I’ve just finished reading a book about the evolution of candidate interview questions in human resources – “Are you smart enough to work at Google?” by William Poundstone. It was fascinating, notwithstanding that it left me embarrassed and depressed at the number of sample questions I could not crack.

Once I overcame the idea that I would never have the maths skills to work at Google, I was mesmerised by one of the “Fermi” style questions in the book. Simply put: “How many golf balls can you fit in a Mini?”

A variant of the question was first posed in the late 1500s by Sir Walter Raleigh to the mathematician Thomas Elliott, in relation to stacking cannon balls on a ship. The astronomer Johannes Kepler – a friend of Elliott’s – argued (but could not prove) that the densest way of packing spheres was the method already widely used for cannonballs. Lay down the first “level” of spheres in a hexagonal array; then lay down a new level on top of that, fitting each new sphere in the depressions between three spheres on the preceding level (see diagram below).

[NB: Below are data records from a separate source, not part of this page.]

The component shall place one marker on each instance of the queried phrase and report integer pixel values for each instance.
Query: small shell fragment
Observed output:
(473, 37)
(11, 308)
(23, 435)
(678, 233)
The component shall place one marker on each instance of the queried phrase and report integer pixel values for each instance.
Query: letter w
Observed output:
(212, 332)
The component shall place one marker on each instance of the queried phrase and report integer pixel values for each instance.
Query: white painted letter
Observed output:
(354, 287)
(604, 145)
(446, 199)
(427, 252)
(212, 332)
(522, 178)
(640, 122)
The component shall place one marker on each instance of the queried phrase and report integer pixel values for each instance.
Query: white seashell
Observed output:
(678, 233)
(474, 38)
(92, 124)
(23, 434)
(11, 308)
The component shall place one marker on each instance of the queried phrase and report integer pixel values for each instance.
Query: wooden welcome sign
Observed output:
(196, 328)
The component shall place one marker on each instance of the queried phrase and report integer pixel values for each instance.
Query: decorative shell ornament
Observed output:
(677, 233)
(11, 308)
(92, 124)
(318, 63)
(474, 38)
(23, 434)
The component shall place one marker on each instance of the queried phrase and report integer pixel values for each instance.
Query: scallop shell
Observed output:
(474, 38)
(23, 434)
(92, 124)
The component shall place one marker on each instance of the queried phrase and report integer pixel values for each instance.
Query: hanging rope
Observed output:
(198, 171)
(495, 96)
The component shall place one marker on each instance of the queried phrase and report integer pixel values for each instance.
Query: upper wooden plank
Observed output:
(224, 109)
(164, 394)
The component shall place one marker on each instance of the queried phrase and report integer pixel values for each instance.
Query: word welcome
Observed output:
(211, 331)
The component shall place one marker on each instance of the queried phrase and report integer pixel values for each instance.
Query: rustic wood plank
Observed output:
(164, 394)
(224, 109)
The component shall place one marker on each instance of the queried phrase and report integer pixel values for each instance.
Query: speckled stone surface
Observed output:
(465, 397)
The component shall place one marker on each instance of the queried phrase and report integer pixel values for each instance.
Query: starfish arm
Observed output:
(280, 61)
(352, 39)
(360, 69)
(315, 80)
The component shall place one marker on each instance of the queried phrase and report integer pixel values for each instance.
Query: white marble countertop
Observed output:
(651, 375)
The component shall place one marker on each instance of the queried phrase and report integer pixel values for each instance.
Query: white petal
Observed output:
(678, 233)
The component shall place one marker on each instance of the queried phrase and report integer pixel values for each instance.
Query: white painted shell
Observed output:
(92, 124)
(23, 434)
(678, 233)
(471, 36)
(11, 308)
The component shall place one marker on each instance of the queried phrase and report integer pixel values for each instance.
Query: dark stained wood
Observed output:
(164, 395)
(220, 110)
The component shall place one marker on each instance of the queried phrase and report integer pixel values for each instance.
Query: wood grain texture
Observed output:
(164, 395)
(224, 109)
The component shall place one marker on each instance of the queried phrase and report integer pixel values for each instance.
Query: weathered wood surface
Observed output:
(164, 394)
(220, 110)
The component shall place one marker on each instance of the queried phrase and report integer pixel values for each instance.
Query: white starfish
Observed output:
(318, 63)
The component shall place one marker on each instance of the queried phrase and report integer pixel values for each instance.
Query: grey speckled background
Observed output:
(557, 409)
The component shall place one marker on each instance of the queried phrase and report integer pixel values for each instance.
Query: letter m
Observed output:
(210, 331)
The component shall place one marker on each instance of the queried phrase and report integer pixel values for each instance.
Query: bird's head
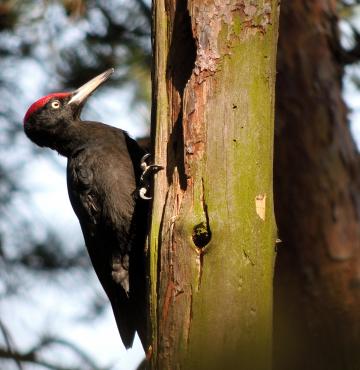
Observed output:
(54, 112)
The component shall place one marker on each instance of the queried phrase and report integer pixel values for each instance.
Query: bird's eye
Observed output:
(55, 104)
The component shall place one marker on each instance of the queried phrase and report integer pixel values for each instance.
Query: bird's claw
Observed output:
(148, 170)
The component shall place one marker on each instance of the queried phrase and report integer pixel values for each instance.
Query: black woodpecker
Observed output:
(104, 178)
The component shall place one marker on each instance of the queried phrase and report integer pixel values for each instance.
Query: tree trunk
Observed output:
(317, 198)
(213, 230)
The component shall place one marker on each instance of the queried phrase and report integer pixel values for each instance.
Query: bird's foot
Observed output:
(148, 171)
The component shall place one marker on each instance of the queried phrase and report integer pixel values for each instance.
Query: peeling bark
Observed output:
(211, 255)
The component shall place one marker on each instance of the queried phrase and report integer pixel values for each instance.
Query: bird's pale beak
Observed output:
(80, 95)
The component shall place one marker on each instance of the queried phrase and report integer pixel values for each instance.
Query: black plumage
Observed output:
(103, 175)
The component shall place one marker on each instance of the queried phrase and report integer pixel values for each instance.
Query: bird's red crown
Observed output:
(41, 102)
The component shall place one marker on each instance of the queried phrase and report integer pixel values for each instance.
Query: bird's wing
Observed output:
(102, 199)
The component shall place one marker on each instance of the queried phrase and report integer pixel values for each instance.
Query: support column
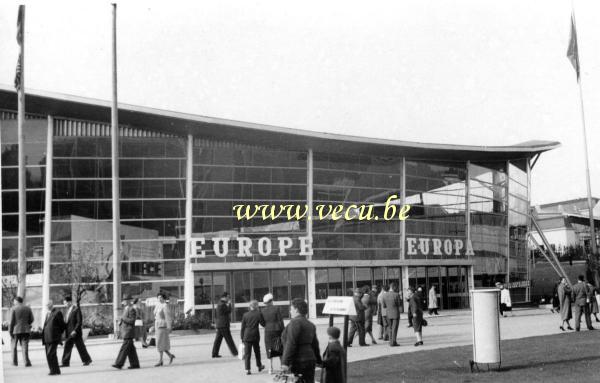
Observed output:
(403, 236)
(114, 152)
(507, 222)
(310, 273)
(405, 284)
(471, 277)
(188, 284)
(48, 216)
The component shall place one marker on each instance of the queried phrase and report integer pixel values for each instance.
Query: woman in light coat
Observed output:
(432, 305)
(564, 297)
(162, 328)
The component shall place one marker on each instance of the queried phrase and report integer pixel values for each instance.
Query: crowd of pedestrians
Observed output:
(296, 345)
(573, 302)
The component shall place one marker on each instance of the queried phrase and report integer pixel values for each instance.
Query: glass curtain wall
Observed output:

In a large crate, each sphere is surrounded by 12 other spheres, and the “density” of this arrangement approaches 74%. Density in this context attributes a score of 100% to the sphere and nil to the space between spheres. The density of this hexagonal lattice compares to (i) 52% if the spheres are packed as if each were contained in a cube whose length equalled the diameter of the sphere; (ii) 55-64% if the spheres are packed randomly (the higher end of the range reflects post-packing agitation).

Carl Friedrich Gauss supplied a proof in 1831 that Kepler’s “hexagonal close packing” method was the densest among all possible **regular** lattice packing methods, but not among **irregular** arrangements. This remained a riddle until 1998, when Thomas Callister Hales announced a “proof by exhaustion” (or brute force), involving the checking of many individual cases (proven to be finite) using complex modelling. Referees have said that they are “99% certain” of the correctness of Hales’ proof, but it is not a proof in the purest sense of the term.

It got me thinking … we regularly ponder a number of important questions relating to strategy, human behaviour, process optimisation, capital allocation and risk. Some of these questions are characterised by significant tipping points, where value is either created or destroyed when a phenomenon varies over a narrow band of values. Important estimations of value, risk or change sit behind our decisions on these matters.

So how do we (and how should we) ponder the (equivalent of) the “density of the golf balls” issue that lies at the heart of the big decisions we make? Among other things:

- Are we blind to other issues in our pursuit of a narrow optimisation function? … How much oxygen does the driver of the Mini (no doubt a sad clown) need?
- Are we being tempted by inductive reasoning? In these scenarios, do we shut off our thinking to the potential cases where our theory no longer holds? How badly can we get it wrong, and what are the consequences if this happens? … At 74% density, will the clown and the Mini have enough inertia at 85mph to break through the front doors of the bank? What if the windscreen shatters and releases the balls?
- Is the search for a purist deductive solution plagued by diminishing marginal returns? What are the opportunities we miss as a result? … Above 74%, what is the implication (or value) of getting more golf balls in the Mini? How long do we have before the bank employees transfer the day’s cash from the drawers to the safe?

For me, these riddles are a great reminder of the importance of developing diversity of thinking in our team. Blind spots, temptation and stubbornness are always a risk, but diversity at least increases the chances of recognising these weaknesses.

I’m looking forward to bringing a couple of clowns and some golf balls to my next team meeting. I just hope that we don’t identify a riddle that lasts half a millennium.